Appalachian Bear Rescue said that they received more calls, emails and text messages about black bears on the move.

TOWNSEND, Tenn. — Bear sightings are on the rise across East Tennessee as bears rise from their slumber, according to the Appalachian Bear Rescue.

They said they received more calls, emails and text messages about black bears on the move. Most sightings have been of adult males, females without cubs and subadults emerging from their first hibernation alone. Over the next few weeks, they warned that mother bears will begin leaving their dens too. 

Many will likely have their cubs or yearlings in tow. These young bears are still small and wobbly, officials said.
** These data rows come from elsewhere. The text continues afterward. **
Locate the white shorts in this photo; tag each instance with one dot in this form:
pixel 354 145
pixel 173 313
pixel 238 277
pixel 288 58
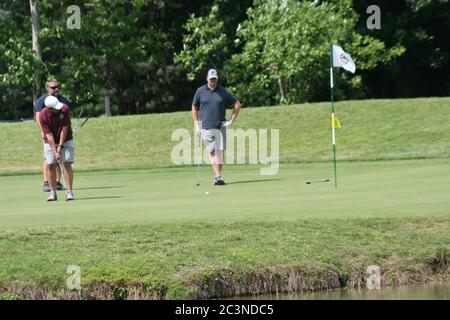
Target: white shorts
pixel 67 153
pixel 214 139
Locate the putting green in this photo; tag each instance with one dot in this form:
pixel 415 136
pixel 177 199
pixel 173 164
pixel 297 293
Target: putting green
pixel 366 189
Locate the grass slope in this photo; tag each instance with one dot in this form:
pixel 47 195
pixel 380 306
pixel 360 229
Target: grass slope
pixel 154 229
pixel 150 233
pixel 371 130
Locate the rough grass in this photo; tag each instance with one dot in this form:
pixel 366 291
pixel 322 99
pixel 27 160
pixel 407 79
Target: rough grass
pixel 371 130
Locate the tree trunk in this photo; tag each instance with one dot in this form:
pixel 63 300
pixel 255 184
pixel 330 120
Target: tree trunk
pixel 36 49
pixel 280 84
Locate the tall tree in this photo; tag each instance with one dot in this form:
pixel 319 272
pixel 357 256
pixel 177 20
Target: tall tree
pixel 36 48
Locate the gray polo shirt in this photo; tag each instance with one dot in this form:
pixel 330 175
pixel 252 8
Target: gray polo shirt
pixel 212 105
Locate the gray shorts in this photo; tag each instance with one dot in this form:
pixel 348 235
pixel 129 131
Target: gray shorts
pixel 67 154
pixel 214 139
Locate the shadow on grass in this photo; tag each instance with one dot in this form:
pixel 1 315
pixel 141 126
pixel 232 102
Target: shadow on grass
pixel 253 181
pixel 97 198
pixel 93 188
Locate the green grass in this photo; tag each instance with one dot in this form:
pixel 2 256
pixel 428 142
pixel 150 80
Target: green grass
pixel 140 220
pixel 371 130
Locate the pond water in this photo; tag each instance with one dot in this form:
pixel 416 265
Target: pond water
pixel 428 291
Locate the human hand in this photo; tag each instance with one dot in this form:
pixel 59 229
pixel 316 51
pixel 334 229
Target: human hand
pixel 226 124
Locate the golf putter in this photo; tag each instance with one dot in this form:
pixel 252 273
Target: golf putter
pixel 198 165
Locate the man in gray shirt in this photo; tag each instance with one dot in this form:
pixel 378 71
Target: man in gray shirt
pixel 210 101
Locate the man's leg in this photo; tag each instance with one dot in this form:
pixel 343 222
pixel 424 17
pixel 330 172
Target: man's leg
pixel 215 164
pixel 46 187
pixel 68 176
pixel 52 177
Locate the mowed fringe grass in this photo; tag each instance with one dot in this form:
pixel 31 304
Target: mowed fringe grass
pixel 371 130
pixel 210 260
pixel 393 214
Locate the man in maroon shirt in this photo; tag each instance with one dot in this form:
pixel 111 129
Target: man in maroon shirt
pixel 58 143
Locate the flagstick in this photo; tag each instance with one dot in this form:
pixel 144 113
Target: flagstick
pixel 333 137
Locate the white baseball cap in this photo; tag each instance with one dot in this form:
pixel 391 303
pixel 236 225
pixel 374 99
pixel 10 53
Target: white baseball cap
pixel 212 73
pixel 53 103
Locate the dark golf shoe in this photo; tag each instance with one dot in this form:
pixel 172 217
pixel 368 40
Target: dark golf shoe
pixel 218 181
pixel 69 196
pixel 59 186
pixel 52 197
pixel 46 187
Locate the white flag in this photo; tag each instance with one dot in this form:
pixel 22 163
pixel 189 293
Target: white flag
pixel 343 59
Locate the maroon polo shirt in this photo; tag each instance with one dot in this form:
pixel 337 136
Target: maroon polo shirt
pixel 54 122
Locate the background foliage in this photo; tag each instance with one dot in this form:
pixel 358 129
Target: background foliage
pixel 150 56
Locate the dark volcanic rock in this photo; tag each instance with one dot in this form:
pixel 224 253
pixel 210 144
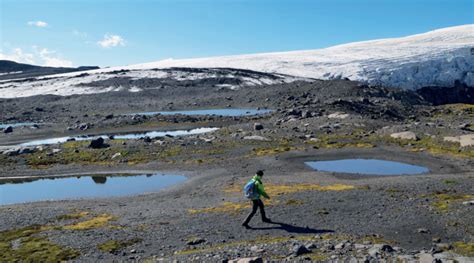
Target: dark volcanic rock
pixel 8 129
pixel 97 143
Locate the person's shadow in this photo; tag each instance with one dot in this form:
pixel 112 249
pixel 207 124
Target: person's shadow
pixel 293 229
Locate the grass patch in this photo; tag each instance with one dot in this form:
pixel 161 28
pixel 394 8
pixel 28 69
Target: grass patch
pixel 113 246
pixel 280 189
pixel 465 249
pixel 95 222
pixel 29 248
pixel 450 182
pixel 294 202
pixel 226 207
pixel 272 190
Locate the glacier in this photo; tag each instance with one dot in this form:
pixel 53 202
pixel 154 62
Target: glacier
pixel 437 58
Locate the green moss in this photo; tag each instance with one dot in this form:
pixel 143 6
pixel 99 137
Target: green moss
pixel 444 201
pixel 114 246
pixel 94 222
pixel 30 248
pixel 465 249
pixel 450 182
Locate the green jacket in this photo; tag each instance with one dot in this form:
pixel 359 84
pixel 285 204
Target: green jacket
pixel 260 189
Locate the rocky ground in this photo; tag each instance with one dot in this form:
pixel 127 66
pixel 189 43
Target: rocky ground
pixel 317 216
However, their eyes are open and they are strong enough to follow their mother along for a short distance.

Most of the time, mother bears put cubs in trees while they forage for food. That way, cubs can practice their climbing for when they're older

Dens can also be found almost anywhere, Appalachian Bear Rescue said. Bears are opportunistic when it comes to choosing places to sleep, and sometimes they may simply lay down under some branches. Others may prefer toppled trees or outcroppings of rocks, or even under a cabin. 

In East Tennessee, most bears find their dens in hollow trees, which protects cubs from predators and offers more protection from flooding compared to ground dens.

They urged people to stay BearWise as bears begin emerging from their hibernation. Never feed or approach bears, make sure food is secure and never leave pet food outside if bears have been spotted nearby.

"Just like us, when we wake up in the morning, we're pretty hungry and you can imagine you've been sleeping for a couple of months how hungry you would be," said Matt Cameron with the Tennessee Wildlife Resources Agency. "So that's the first thing that's on their mind is looking for food, so as humans we have to be careful to not habituated them to human foods."